Vor rund zwei Wochen setzte der Regen in Mogadischu ein. Erst mit sporadischen Schauern, dann mit Wolkenbrüchen. „Ich bin mit meinen Kindern vor dem Hunger geflohen", sagt eine der Flüchtlingsfrauen, die in der Hauptstadt campieren. "Jetzt leben wir in dieser Unterkunft, die den Regen nicht abhält." Sie und ihre Kinder hätten immer noch Hunger. "Dabei sehe ich das ganze Essen, das in Mogadischu auf den Märkten verkauft wird." Wer vor der Dürre floh, hat zum Kaufen kein Geld.

In Mogadischu leben Zehntausende Menschen in Notunterkünften, die sie nach Art der Nomaden aus einem Holzgestell gebaut haben. Allerdings haben sie kaum etwas zum Abdecken – eine Plastikplane ist ein Luxus, den sich kaum jemand leisten kann. Also nehmen die Menschen Stücke Pappe, leere Getreidesäcke, Kleidungsstücke.

Seit der Regen eingesetzt hat, werden die geschwächten Menschen deshalb auch noch nass, Krankheiten werden die Folge sein. Und für die Zehntausenden, die in der kriegszerstörten Hauptstadt campieren, gibt es auch keine Latrinen. Die Fäkalien mischen sich mit dem Wasser.

"Wir danken Gott, dass wir überlebt haben", sagt eine andere Frau. "Aber mehr als unser nacktes Leben haben wir nicht: keine Unterkunft, keine Matten zum Schlafen, kein Kochgeschirr." Noch immer seien sie verzweifelt auf der Suche nach Essen. "Wir können uns nichts kaufen, und wir haben kein sauberes Wasser. Wir sind hierher geflohen, aber hier gibt es auch keinen, der uns hilft."

Das Welternährungsprogramm der Vereinten Nationen und andere Organisationen haben angefangen, Hilfsgüter nach Mogadischu zu fliegen. Aber die bisherigen Lieferungen reichen bei weitem nicht aus: Das Welternährungsprogramm bringt vor allem Zusatznahrung für mangelernährte Kinder. Die 100 Tonnen, die in diesen Tagen eingeflogen werden sollen, reichen den Angaben zufolge einen Monat lang für 35.000 Kinder.

Aber nach UN-Angaben hungern in Somalia 640.000 Kinder. Und nicht nur die Kinder brauchen Nahrung, sondern auch die Erwachsenen. Für die aber haben die Maschinen der sogenannten Luftbrücke keine Lebensmittel an Bord.

Und nicht nur der Regen setzt denen, die vor der Dürre nach Mogadischu geflohen sind, zusätzlich zu: Ende vergangener Woche gab es in der umkämpften Hauptstadt erneut schwere Gefechte. Die Truppen der Militärmission der Afrikanischen Union für Somalia starteten eine Offensive gegen die militanten Islamisten, die gegen die schwache somalische Regierung kämpfen.

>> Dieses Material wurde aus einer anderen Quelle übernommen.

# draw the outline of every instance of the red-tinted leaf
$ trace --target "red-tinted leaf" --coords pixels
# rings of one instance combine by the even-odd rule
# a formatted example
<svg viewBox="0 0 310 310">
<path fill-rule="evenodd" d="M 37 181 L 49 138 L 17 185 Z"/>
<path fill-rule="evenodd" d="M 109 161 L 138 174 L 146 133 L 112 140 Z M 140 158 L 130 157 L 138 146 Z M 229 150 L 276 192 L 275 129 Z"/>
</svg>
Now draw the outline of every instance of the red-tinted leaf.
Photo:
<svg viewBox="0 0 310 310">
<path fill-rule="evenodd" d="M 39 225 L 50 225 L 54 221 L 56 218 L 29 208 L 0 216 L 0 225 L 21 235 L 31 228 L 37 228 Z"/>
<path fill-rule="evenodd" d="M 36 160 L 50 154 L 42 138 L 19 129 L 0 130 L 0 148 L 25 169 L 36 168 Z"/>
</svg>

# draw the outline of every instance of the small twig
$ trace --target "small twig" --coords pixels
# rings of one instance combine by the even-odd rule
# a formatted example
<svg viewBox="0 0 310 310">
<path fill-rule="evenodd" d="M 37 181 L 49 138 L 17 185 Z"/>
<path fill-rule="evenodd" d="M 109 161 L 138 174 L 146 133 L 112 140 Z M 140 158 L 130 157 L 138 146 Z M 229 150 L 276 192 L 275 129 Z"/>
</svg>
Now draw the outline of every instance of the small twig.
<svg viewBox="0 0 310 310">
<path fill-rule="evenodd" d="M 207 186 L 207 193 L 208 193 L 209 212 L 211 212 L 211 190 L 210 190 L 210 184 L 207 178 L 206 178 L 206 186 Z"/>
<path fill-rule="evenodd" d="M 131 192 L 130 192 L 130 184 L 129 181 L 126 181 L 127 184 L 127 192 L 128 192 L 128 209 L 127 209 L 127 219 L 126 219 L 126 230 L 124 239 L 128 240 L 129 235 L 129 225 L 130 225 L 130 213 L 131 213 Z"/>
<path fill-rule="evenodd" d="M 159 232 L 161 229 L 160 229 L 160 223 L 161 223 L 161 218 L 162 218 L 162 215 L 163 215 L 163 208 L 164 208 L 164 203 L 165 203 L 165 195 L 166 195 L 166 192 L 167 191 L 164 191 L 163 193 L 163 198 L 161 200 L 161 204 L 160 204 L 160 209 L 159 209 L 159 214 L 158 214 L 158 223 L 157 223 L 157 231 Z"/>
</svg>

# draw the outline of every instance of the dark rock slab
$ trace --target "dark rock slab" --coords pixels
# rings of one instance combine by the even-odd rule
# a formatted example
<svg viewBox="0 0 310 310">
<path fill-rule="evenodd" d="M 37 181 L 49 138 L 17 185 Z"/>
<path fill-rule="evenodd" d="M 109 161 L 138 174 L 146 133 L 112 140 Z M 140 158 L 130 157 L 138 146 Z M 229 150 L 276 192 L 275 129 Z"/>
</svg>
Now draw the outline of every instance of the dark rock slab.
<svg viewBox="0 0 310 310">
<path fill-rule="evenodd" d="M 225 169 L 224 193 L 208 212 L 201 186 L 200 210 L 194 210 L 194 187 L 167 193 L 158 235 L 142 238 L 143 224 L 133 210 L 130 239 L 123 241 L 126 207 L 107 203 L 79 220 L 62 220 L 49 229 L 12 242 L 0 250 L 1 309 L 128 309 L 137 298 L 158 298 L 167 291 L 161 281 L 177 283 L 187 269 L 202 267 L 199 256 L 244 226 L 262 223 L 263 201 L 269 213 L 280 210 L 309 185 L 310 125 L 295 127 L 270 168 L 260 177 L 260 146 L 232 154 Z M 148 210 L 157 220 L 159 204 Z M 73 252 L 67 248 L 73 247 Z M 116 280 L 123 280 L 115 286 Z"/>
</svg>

"Wir wollten die Islamisten warnen und ihnen zeigen, dass sie von den Lagern der Vertriebenen wegbleiben sollen", sagte Armee-Sprecher Paddy Ankunda. Allerdings fand die Offensive im Bereich des Bakhara-Marktes statt, in dem es keine Lager von Vertriebenen gibt. Und die Offensive gegen den Markt hatten Regierungstruppen und AU-Truppen schon vor längerer Zeit angekündigt.

In Somalia wird befürchtet, dass die Kämpfe weitergehen, weil die AU-Truppe nun Erfolgsdruck fühlen könnte, die Hauptstadt endlich ganz unter Kontrolle zu bekommen. Obwohl die afrikanische Eingreiftruppe seit Jahren und mit inzwischen rund 10.000 Soldaten im Land ist, um die Regierung zu stützen, haben sie nur die Hälfte der Hauptstadt unter Kontrolle.